Jakarta – Direktur Utama (Dirut) Pertamina Nicke Widyawati diperiksa Komisi Pemberantasan Korupsi (KPK), Rabu (26/10) untuk menjadi saksi dalam dugaan korupsi pengadaan Liquefied Natural Gas (LNG) di PT PTMN (Pertamina).
Kabag Pemberitaan KPK Ali Fikri mengatakan pemeriksaan dilakukan di Gedung Merah Putih KPK.
“Hari ini (26/10) bertempat di Gedung Merah Putih KPK,” ujar Ali dalam keterangannya, Kamis (26/10).
Ali mengatakan Nicke diperiksa sebagai saksi dugaan korupsi terkait pengadaan LNG di PT PTMN pada tahun 2011-2021. Kasus ini menjerat mantan Dirut Pertamina, Karen Agustiawan, sebagai tersangka.
“Penyidikan perkara dugaan korupsi terkait pengadaan Liquefied Natural Gas (LNG) di PT PTMN (Pertamina) tahun 2011-2021 dengan Tersangka GKK (Galaila Karen Kardinah atau Karen Agustiawan),” ucapnya.
Selain Nicke, KPK juga memanggil sejumlah saksi lainnya yaituvAsisten ahli UKP-PPP, Agung Wicaksono dan Pegawai SKK Migas, Rayendra Sidik
Sebelumnya, Ketua KPK Firli Bahuri mengatakan kasus ini diawali dari rencana pengadaan LNG yang dilakukan oleh Pertamina pada 2012. Wacana tersebut dipilih kala itu sebagai upaya mengatasi defisit gas di Indonesia.
Mantan Dirut PT Pertamina, Karen Agustiawan, lalu menjalin kerja sama dengan sejumlah produsen dan supplier LNG yang berada di luar negeri.
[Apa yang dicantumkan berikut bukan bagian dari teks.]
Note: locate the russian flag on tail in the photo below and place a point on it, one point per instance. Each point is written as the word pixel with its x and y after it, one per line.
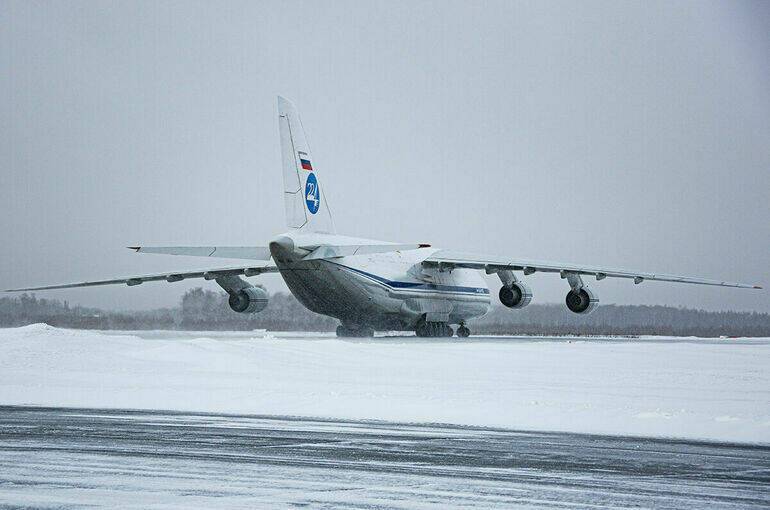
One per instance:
pixel 304 160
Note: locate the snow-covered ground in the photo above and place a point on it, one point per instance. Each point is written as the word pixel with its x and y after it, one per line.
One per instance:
pixel 690 388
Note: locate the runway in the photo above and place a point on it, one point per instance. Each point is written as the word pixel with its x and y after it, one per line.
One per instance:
pixel 67 458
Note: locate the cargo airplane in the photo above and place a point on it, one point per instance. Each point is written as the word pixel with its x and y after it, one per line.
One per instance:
pixel 372 285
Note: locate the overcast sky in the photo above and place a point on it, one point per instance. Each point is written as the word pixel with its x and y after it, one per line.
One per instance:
pixel 630 135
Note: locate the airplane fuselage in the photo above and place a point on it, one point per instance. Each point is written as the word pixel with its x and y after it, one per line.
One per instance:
pixel 381 290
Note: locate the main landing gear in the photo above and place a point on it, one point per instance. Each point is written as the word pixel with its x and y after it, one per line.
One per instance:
pixel 434 329
pixel 354 331
pixel 440 330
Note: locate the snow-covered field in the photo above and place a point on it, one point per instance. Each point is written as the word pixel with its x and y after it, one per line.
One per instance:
pixel 690 388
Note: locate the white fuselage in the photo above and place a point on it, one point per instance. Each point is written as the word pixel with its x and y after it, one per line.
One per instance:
pixel 382 290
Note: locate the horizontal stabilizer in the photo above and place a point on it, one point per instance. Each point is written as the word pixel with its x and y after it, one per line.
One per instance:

Salah satu perusahaan yang ditunjuk ialah Corpus Christi Liquefacition (CCL) LLC Amerika Serikat.
Penunjukan kerja sama dengan CCL tersebut dinilai bermasalah. KPK menduga keputusan yang diambil Karen saat itu sepihak tanpa ada kajian yang utuh.
“Saat pengambilan kebijakan dan keputusan tersebut, GKK alias KA secara sepihak langsung memutuskan untuk melakukan kontrak perjanjian perusahaan CCL tanpa melakukan kajian hingga analisis menyeluruh dan tidak melaporkan pada Dewan Komisaris PT Pertamina Persero,” ujar Firli.
“Selain itu, pelaporan untuk menjadi bahasan di lingkup rapat umum pemegang saham (RUPS) dalam hal ini pemerintah tidak dilakukan sama sekali sehingga tindakan GKK alias KA tidak mendapatkan restu dari persetujuan pemerintah saat itu,” tambah Firli.
Kebijakan yang diambil Karen itu kemudian mengakibatkan kerugian negara. Kerugian itu berupa LNG yang telah dibeli dari CCL LLC Amerika Serikat tidak terserap di pasar domestik hingga menjadi oversupply. Kasus ini menyebabkan kerugian negara Rp 2,1 triliun.